アブソリュート・エゴ・レビュー

書籍、映画、音楽、その他もろもろの極私的レビュー。未見の人の参考になればいいなあ。

シャドー81

2016-05-01 22:01:30 | 
『シャドー81』 ルシアン・ネイハム   ☆☆☆

 1970年代の冒険小説の名作。長いこと絶版だったがこのほどめでたく復刊され、ようやく読めるようになった。私は昔、筒井康隆の『みだれ撃ち涜書ノート』でこの小説のことを知り、この手の小説ジャンルが行き着く先として必然的に登場した完成形、面白いのは当然、みたいなレビューにずっと読みたいと思っていたが、絶版のため長いこと読めなかった本である。そういうわけで期待感はかなり高かった。ちなみにこれは著者ルシアン・ネルハムが書いた唯一の小説らしい。
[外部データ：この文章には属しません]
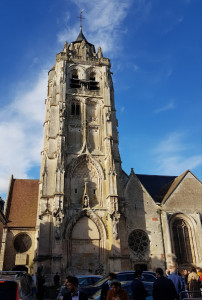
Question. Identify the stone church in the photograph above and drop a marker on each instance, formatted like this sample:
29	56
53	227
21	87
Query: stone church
85	214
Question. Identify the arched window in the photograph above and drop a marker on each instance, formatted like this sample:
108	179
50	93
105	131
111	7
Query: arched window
22	242
181	239
93	85
74	79
138	241
75	109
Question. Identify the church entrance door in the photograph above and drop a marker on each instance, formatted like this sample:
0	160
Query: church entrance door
85	246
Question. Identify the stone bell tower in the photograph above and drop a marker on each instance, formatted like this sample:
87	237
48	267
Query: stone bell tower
81	177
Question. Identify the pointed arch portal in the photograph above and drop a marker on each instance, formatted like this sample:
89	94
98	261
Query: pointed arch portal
85	244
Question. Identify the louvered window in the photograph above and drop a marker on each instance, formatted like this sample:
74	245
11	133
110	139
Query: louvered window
182	244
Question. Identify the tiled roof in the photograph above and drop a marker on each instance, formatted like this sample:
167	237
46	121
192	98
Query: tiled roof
174	185
156	185
22	203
 そんなわけで期待感が高すぎたせいか、面白かったことは面白かったけれどもそれほどの感動はなかった。私はこの手の飛行機ハイジャックものは大好きなのだが、アーサー・ヘイリーの『大空港』の方が好みである。ざっくり特徴をまとめると、『大空港』の方はハイジャックに限らず空港に関わるいろんな要素と人間ドラマが絡み合う群像劇、『シャドー81』は戦闘機によるハイジャックというアイデアを直線的に突き詰めたクライム・サスペンスもしくは冒険小説、といっていいだろう。本書はベトナム戦争が背景になっていることもあり空軍関係者が多数登場し、ミリタリー小説的な雰囲気もある。

 第一部では、ベトナムで戦闘に従事するパイロットと中国で奇妙な船を注文する正体不明の男の行動が平行して描かれる。つまり準備段階であり、この時点で読者には彼らの目的や計画が全然分からない。そして第二部になり、ようやくハイジャックが起きる。準備が終わってハイジャックが起きるまで、200ページを要する。かなり長い。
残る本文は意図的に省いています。